Jetz neuen Keystore erstellen und dann einen neuen Schlüssel erstellen. Jetzt immer auf Next drücken bis deine App erstellt wird. Wenn ichs noch genauer beschreiben soll, sags einfach.
SDcard


----------



## schlingel (9. Feb 2013)

Gibt's nen guten Grund, dass du unbedingt die unsignierte App installieren willst? Würde ja nicht weh tun, die mit dem Debug-Key signierte zu intallieren.


----------



## mjdv (9. Feb 2013)

So weit ich weiß kann man gar keine unsignierten Apps installieren.
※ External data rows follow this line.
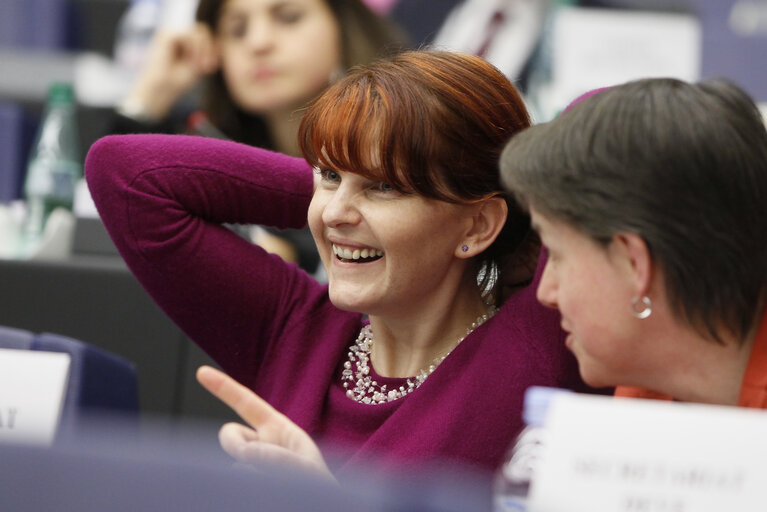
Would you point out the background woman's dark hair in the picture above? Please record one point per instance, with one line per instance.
(426, 122)
(365, 36)
(684, 166)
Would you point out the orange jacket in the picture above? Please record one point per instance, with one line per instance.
(753, 391)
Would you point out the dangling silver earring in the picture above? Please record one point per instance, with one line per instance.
(646, 307)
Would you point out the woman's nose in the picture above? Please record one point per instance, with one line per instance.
(341, 208)
(260, 35)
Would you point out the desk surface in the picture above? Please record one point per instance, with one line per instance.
(97, 300)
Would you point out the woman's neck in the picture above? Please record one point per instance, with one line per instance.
(707, 371)
(403, 345)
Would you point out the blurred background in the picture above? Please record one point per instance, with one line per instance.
(554, 50)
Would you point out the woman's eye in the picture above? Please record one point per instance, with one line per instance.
(288, 15)
(233, 27)
(329, 175)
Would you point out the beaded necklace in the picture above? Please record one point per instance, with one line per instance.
(361, 388)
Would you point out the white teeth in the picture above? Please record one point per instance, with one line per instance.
(355, 254)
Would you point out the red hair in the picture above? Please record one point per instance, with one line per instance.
(432, 123)
(428, 122)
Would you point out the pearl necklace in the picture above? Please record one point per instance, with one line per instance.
(367, 391)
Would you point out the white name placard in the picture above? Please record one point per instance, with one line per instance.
(605, 454)
(32, 385)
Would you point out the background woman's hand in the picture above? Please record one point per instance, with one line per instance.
(273, 437)
(175, 62)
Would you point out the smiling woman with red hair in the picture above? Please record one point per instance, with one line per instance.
(414, 352)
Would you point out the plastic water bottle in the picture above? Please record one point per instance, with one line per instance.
(134, 34)
(512, 481)
(54, 165)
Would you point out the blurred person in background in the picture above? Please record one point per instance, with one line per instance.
(259, 62)
(419, 349)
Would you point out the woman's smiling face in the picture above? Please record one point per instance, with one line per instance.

Das würde ja auch das Debug Zertifikat unnütz machen.

Was du meinst ist glaube ich "Unbekannte Herkunft", das bedeutet nur, dass du Apps die nicht aus dem Play Store stammen installieren kannst!


----------



## Tecwan (7. Sep 2013)

Ich habe auch erst vor kurzem begonnen, und es ist mir ebenfalls nicht gelungen, unter Eclipse
meine per 'Run' im Emulator laufende App  aus bin/res aufs an den PC angeschlossene Phone zu
bekommen (Exportieren hatte ich noch nicht entdeckt, von Signieren noch nichts gehört...)
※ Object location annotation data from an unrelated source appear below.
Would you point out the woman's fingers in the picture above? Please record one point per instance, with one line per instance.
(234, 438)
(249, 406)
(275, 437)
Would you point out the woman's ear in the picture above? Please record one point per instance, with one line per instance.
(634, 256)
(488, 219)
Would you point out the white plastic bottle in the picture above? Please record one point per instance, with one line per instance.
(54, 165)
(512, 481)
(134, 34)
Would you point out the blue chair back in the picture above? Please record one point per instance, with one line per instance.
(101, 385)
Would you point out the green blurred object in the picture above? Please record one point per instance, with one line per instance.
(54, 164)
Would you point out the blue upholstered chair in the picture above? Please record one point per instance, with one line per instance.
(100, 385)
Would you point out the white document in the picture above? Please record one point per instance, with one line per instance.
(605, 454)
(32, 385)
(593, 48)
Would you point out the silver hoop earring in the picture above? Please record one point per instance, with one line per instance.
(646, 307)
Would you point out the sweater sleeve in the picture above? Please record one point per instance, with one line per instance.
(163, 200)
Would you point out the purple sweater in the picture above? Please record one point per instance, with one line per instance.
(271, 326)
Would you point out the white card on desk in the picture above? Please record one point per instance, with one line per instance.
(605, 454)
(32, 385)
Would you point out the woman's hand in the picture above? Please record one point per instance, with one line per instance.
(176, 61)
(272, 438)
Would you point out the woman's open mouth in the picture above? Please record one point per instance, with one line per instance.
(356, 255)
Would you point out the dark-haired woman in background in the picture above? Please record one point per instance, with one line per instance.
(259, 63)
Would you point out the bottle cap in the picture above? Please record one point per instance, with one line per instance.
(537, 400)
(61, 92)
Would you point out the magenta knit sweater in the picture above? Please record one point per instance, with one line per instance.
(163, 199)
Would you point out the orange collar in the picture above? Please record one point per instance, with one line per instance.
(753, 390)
D.h., das Kopieren in den Download-Ordner habe ich hinbekommen, aber das wars dann auch.
Die App Download zeigt mir die .apk nicht an, also kann sie auch nicht installiert werden.
Probeweise habe ich mir die .apk dann mal als email-Anhang zugeschickt, und siehe da, Android
bietet mir das Herunterladen des Anhangs und anschließend die Installation an.
Und die heruntergeladene .apk erscheint nun auch in der App Download und ist im
Dateimanager des per USB-Kabel angeschlossenen PC's sichtbar -im Gegensatz zu all den Dateien,
die ich per Kabel direkt dorthin kopiert hatte.
(Allerdings können Apps den als externen Speicher deklarierten Ordner lesen - und offenbar
registriert Android die auf diese Weise erhaltenen Files nicht automatisch, sondern
überlässt das den diversen Apps... ziemlich undurchsichtig, das Filemanagement bzw. die
Sichtbarkeit)

Aber wie gesagt, der Umweg über eine email hat bei mir funktioniert. Übrigens auch der Download
über den heimischen Testserver nach Eingabe des URL im mitgelieferten Browser des Phones.


----------



## dzim (9. Sep 2013)

Warum nicht einfach aus Eclipse (oder Idea) heraus auf dem Gerät laufen lassen, statt im Emulator? Dann musst du nicht mal "unbekannte Herkuft" zulassen...

Zu einfach? Ich mach das eigentlich immer so. Die App meiner Firma läuft so z.B. immer auf meinem Gerät - ich lade sie selten aus dem Store herunter sondern nutze mein Gerät gleich noch zum Testen...

Grüße,
Daniel


----------